In our study, serum levels of MCP-1 and BNP were elevated in rats with HF, and CM treatment effectively reduced these levels. Consistent with our findings, Luis et al³⁵ investigated plasma MCP-1, NT-proBNP, and Gal-3 as predictive factors for recurrent cardiovascular events, such as acute ischemic heart disease, HF, and death in patients with stable coronary artery disease and persistent or low inflammation. They reported higher plasma levels of MCP-1 and NT-proBNP in patients with persistent inflammation, whereas Gal-3 levels remained unchanged. Plasma MCP-1 and NT-proBNP were associated with worse outcomes in patients with persistent inflammation. Moreover, NT-proBNP was linked to a higher incidence of HF or death in patients with both persistent and low inflammation.

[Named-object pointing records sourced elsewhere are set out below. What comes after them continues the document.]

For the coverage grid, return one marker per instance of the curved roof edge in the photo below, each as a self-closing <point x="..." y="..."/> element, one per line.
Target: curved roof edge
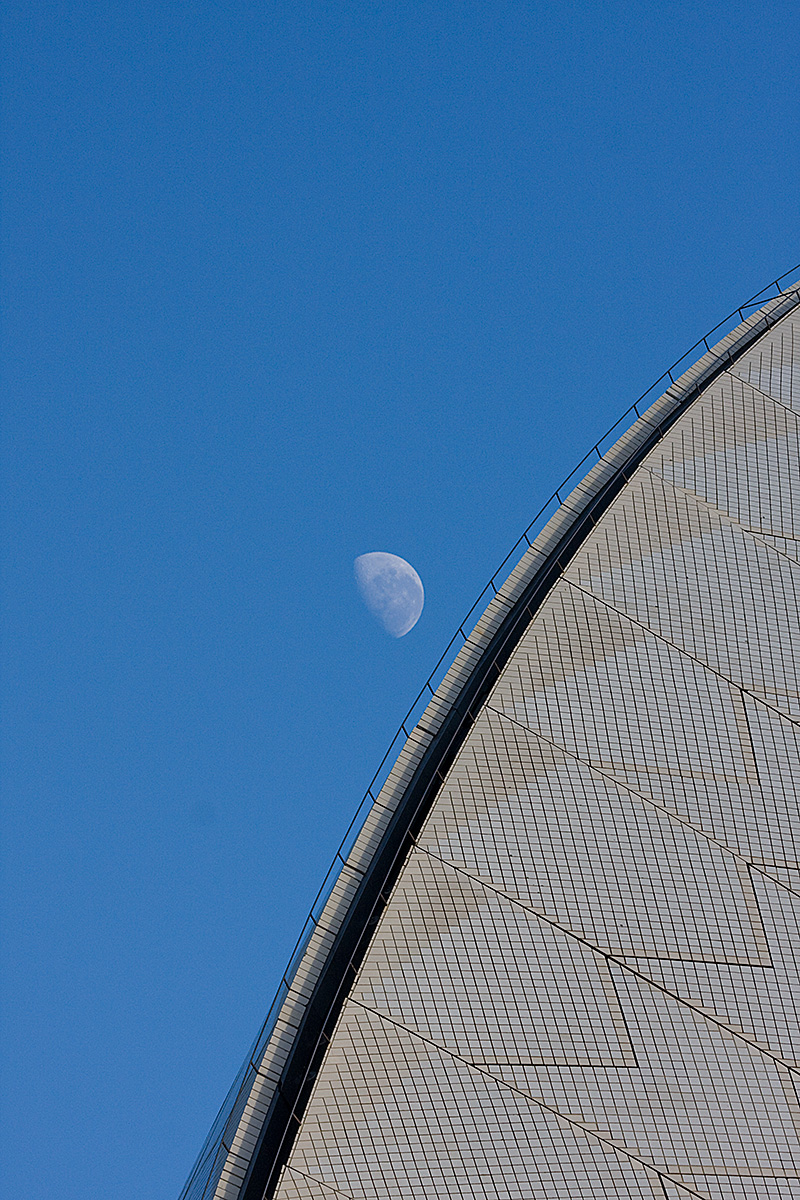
<point x="271" y="1091"/>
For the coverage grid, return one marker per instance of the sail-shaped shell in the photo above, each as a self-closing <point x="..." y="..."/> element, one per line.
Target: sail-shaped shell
<point x="561" y="959"/>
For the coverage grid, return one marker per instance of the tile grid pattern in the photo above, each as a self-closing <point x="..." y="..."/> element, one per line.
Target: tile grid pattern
<point x="585" y="982"/>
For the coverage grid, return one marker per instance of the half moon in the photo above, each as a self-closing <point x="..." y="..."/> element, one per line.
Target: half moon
<point x="391" y="591"/>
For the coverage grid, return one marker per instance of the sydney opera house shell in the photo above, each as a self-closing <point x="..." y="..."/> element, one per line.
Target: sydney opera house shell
<point x="560" y="958"/>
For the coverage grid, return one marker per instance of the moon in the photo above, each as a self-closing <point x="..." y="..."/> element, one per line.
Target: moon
<point x="391" y="591"/>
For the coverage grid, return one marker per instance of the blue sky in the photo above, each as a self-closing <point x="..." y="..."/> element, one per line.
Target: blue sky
<point x="288" y="282"/>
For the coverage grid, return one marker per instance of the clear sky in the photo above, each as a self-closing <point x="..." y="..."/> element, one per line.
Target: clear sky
<point x="288" y="282"/>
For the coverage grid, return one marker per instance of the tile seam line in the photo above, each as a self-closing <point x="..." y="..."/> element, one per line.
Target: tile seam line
<point x="316" y="1179"/>
<point x="587" y="1131"/>
<point x="619" y="963"/>
<point x="767" y="395"/>
<point x="647" y="799"/>
<point x="680" y="649"/>
<point x="702" y="503"/>
<point x="471" y="691"/>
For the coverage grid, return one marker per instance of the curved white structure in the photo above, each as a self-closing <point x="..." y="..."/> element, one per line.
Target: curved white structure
<point x="563" y="957"/>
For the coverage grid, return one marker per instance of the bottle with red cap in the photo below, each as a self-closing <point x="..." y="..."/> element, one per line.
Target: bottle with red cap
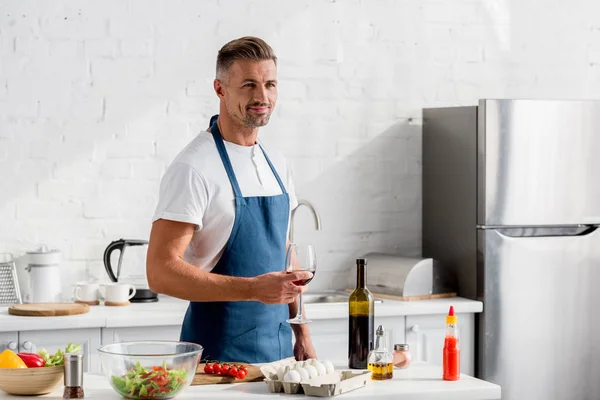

In our current study, serum ALD levels were increased in rats with HF, and CM treatment effectively reversed this elevation. According to a study by Messaoudi et al,³⁷ ALD is the primary ligand of the mineralocorticoid receptor. Accumulating experimental and clinical evidence has demonstrated the detrimental effects of mineralocorticoid receptor activation in cardiovascular diseases. The blockade of the mineralocorticoid receptor in patients with HF further emphasizes the importance of this receptor in cardiac and vascular tissues. Experimental models have also shed light on the specific effects of ALD on the heart tissue.³⁶

In a related study, Cha et al³⁷ demonstrated that ALD induced the expression of galectin-3. A clinical trial further revealed that serum galectin-3 levels were significantly elevated in patients with ALD-producing adenoma, and both myocardial fibrosis and serum galectin-3 levels were reversed to normal levels following adrenalectomy.³⁸ Additionally, in mice and rats with ALD-induced cardiac fibrosis, galectin-3 knockout attenuated fibrotic changes and cardiac dysfunction.³⁹ These findings suggest a strong link between ALD and galectin-3 in the context of fibrosis and HF. Moreover, ALD upregulation has been implicated in the transition from inflammation to fibrosis, highlighting its crucial role in the pathogenesis of fibrotic diseases.⁴⁰

Conclusion

We hope that our study aids in filling the knowledge gap regarding HF treatment by demonstrating the potential therapeutic benefits of hAMSCs-CM in mitigating cardiac fibrosis in a rat model of isoproterenol-induced HF. The administration of hAMSCs-CM led to a modulation of serum levels of TGF-β/galectin-3, MCP1, BNP, and ALD.

The findings of this study underscore the potential of hAMSCs-CM as an effective therapeutic option for managing HF, warranting further investigation into its underlying mechanisms and clinical applications.